Another workaround would be to use a reverse proxy, which circumvents the issues with CORS and cross-domain requests at all. Using such a reverse proxy provides a special path on the front-end, which will be redirected to the back-end (server-side). For example, calls to https://front-end/api are proxied to https://back-end/api. Because all requests from the front-end are made to the front-end proxy on the same domain, the browser treats every call as a same-domain request and cookies are directly set on the front-end origin. Drawbacks of this solution comprise potential performance issues because of another server being in-between (delays) and the cookies need to be set on two origins (login twice when directly accessing the back-end). Setting up a reverse proxy can be done with nginx, apache or also very easy by using http-proxy-middleware in Node.js:
var express = require('express');
var proxy = require('http-proxy-middleware');
var options = {
target: 'https://[server]',
changeOrigin: true,
secure: true
};
var exampleProxy = proxy(options);
var app = express();
app.use('/api', exampleProxy);
app.use(express.static(__dirname + "/public"));
app.listen(process.env.PORT || 8080);
In short, it is not possible to access cross-origin cookies, document.cookie can only access the current (or parent) domain cookies.
The hint for that being the root cause, was ssc-hrep3 mentioning "both domains" in his question.
It's very to easy to make that mistake when switching from a localhost deployment, using only different ports for back-end and front-end servers, to one that uses two different hosts. That will work locally, because cookies are shared across ports, and will fail when two different hosts are used. (Unlike some other CORS issues that will be also exposed locally)
See ssc-hrep3's answer for more information and a workaround.
1
You may need to add Access-Control-Allow-Headers header to allow passing of specific headers.
Please try to add following into your server response headers (OPTIONS method) for testing purposes
Access-Control-Allow-Headers: Content-Type, *
In production I recomend to limit headers as following (but I'm not 100% sure in correct header list, need to experiment here if it works)

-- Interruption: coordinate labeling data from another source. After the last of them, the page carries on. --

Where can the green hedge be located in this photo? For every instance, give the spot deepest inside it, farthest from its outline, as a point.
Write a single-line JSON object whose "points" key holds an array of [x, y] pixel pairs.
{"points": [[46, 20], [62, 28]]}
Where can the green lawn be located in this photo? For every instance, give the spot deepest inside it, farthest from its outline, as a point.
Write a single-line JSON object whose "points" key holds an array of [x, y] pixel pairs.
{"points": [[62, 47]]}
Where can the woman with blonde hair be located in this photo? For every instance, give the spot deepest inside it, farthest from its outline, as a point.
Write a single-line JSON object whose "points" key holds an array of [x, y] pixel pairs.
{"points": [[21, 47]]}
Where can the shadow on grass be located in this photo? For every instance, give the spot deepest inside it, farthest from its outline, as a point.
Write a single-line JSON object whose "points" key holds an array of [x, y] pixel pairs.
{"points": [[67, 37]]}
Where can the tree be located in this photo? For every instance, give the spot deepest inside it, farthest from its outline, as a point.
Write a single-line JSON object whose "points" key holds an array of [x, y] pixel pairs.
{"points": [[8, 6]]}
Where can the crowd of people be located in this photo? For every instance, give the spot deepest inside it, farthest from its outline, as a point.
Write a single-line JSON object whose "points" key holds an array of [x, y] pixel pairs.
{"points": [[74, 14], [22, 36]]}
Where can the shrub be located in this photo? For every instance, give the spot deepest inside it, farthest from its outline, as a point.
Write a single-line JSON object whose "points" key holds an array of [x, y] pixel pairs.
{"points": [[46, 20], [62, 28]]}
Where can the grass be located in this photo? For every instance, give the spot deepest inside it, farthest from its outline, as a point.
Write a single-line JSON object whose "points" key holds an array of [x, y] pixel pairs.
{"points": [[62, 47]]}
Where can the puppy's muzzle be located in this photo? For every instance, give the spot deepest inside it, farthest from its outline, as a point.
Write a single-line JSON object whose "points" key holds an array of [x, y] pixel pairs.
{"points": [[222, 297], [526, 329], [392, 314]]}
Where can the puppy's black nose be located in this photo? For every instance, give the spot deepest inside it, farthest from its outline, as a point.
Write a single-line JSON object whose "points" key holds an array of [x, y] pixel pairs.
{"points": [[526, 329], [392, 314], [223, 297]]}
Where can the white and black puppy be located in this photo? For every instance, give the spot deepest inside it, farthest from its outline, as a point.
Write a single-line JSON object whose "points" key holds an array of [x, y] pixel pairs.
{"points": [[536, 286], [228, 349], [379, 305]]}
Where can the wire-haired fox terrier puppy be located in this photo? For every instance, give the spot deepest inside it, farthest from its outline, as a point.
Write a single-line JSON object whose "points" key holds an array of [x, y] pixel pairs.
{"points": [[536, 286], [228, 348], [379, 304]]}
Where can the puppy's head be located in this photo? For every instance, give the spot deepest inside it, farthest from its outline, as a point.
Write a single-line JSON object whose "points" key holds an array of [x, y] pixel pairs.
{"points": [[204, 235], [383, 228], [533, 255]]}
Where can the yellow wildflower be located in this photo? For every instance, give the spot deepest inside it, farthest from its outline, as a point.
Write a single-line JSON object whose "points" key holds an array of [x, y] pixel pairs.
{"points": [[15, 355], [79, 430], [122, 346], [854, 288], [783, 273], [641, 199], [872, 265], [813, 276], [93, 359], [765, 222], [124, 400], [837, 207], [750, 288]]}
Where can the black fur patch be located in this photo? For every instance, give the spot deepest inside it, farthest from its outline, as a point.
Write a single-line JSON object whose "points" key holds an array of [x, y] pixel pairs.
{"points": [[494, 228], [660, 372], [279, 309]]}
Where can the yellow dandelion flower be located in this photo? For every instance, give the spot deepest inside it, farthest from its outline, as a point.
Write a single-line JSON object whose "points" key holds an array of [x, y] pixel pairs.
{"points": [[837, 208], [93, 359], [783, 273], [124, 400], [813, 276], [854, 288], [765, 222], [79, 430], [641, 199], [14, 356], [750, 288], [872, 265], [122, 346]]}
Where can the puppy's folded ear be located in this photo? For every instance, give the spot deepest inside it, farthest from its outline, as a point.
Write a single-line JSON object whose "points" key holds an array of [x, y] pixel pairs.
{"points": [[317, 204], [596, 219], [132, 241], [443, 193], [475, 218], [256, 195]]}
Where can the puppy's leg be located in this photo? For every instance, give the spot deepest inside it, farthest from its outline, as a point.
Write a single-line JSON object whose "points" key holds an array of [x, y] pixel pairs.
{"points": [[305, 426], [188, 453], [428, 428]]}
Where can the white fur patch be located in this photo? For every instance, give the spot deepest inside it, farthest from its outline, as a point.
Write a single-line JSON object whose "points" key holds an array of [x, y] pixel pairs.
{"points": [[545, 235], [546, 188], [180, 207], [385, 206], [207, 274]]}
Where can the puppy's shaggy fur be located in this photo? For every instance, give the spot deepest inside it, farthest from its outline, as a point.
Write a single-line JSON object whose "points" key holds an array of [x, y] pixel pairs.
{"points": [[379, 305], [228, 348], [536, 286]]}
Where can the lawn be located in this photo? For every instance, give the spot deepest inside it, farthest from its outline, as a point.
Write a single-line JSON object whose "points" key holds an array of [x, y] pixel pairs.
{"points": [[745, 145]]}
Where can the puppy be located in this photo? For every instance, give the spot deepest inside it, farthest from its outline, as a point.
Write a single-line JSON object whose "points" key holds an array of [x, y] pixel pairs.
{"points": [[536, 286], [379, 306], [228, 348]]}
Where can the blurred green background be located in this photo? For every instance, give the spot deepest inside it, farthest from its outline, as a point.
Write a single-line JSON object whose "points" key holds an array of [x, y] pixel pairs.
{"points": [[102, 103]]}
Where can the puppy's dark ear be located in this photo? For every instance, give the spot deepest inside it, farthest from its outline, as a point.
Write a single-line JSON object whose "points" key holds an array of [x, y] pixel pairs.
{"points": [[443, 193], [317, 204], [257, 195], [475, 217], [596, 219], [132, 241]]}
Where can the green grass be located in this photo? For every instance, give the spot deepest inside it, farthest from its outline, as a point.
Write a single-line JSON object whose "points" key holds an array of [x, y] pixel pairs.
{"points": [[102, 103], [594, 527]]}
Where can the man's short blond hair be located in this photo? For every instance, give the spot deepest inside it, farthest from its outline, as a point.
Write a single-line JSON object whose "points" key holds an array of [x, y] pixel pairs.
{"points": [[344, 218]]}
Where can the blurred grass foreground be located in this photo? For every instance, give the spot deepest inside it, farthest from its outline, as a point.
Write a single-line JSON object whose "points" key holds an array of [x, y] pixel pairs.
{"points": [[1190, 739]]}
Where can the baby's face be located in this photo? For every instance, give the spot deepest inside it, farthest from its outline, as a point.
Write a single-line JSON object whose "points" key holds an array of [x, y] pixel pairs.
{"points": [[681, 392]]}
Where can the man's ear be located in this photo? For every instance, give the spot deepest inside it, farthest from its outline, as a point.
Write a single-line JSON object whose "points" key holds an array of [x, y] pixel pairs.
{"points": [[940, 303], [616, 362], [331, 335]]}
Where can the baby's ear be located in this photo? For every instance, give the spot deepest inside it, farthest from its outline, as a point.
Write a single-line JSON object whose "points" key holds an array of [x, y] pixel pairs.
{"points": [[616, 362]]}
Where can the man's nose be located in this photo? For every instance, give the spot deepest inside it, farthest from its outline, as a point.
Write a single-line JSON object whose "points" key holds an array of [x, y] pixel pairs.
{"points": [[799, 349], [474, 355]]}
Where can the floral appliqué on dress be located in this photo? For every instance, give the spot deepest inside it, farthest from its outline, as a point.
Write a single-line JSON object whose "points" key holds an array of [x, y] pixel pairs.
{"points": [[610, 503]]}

Access-Control-Allow-Headers: Cookie, Set-Cookie
See this for the reference https://quickleft.com/blog/cookies-with-my-cors/
2
Another problem that you may experince is that you cookies will be set on that domain where your backend service located (not on the domain you querying from)
Please check this also
3
As an option of last problem - browser can prohibit setting cookie for domain b.xxx.com from request which comes from a.xxx.com
In this case you may try to set cookie on the parent domain xxx.com, so it will be available for your client side
As you can read here, the XHR specification explictily disallows reading Set-Cookie. The best way to do it would be to pass information in a header instead of a cookie.